I have very few memories of my paternal grandmother; she died a couple of days before my fifth birthday. I remember rolling down the hill behind my grandparents' duplex; my grandfather moved when she passed away. I remember her fried white corn. And I remember "I swanny."
"Well, I swanny," she'd say, most likely on a regular basis, otherwise I wouldn't remember something from when I so young.
It means "I swear," and I guess it occurred to me that I don't hear it anymore. And then I began to consider OTHER old phrases that I don't hear anymore.
My dad had quite a collection. And some of his phrases, I later came to realize, were substitutes for cursing. (Well, except for that one time he hit his thumb with a hammer. No euphemisms that day.)
For example, for garden seed. Oh wait. Let me put it in the proper context. "Well, for GARDEN seed!" It stood for "for God's sake." I've never heard anyone else use the phrase.
He'd say "I'll be dad burn" instead of "I'll be damn" because...well...Mom.
And speaking of Mom, she had a few words and phrases or her own.
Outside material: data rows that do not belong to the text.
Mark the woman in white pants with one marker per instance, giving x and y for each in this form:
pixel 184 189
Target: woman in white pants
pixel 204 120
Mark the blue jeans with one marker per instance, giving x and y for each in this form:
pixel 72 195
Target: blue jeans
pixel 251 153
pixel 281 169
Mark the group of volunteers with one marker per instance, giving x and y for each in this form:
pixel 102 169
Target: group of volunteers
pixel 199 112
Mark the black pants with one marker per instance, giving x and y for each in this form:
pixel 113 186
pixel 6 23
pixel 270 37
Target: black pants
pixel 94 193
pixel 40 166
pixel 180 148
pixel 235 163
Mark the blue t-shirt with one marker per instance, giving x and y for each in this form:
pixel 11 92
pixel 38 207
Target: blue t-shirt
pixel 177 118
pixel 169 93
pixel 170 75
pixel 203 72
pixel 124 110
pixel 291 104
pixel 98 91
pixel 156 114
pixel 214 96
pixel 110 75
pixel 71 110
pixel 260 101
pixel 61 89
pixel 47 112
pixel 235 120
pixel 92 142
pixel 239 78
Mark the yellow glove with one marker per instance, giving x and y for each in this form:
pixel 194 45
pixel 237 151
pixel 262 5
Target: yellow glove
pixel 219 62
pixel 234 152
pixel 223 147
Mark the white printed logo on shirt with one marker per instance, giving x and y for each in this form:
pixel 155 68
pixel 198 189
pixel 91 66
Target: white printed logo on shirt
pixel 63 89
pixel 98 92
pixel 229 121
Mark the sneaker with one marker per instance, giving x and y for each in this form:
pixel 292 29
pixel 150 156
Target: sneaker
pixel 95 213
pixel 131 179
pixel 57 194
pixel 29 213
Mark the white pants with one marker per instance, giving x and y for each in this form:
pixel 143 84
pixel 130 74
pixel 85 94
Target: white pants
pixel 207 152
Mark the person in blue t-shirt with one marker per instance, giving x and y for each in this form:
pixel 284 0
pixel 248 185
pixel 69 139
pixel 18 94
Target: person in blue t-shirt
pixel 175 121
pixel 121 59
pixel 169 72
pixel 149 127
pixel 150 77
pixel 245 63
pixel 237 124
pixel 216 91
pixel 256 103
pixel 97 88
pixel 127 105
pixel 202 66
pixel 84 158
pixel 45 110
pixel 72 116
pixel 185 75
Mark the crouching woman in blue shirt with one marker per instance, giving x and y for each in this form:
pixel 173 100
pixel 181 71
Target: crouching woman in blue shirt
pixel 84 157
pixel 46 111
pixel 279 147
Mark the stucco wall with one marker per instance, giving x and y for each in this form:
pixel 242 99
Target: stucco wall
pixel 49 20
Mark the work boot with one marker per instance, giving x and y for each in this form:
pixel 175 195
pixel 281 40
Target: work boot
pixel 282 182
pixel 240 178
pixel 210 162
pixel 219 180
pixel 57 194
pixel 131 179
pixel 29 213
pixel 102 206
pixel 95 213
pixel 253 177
And, like Dad, a couple of them were her versions of swearing, which she never did.
"Blame take it!" was a big one. Heard that a lot. And if she was really feeling it, "Blame take it and throw it away!" If there is an origin to this phrase, I have yet to happen upon it. So I'll assume she gets full credit for this one.
And maybe for "Cricket!" Another curse word alternative and, again, another Mom original, I'm once again going to assume. YOU try searching "cricket" and see if you can find where it's the virgin drink answer to swearing. You'll get the sport, the lighter, the phone service, or the insect. You will NOT get the colloquialism.
And one more before I go. If something was hung crooked or just generally looked a little out of whack, Mom would say it was "all sigogglin." Used to crack me up. I even tried spelling it one time--cygogglin (I was close)--because, well, I thought she made it up. THAT one sounded like she made it up. But I would be wrong. It's an old Appalachian term meaning "not built correctly, crooked, skewed, out of balance" according to YourDictionary.com. So she got that one dead on.
How about you? You remember family members from back in the day who would drop these words into conversation?
And how many do you remember that I didn't?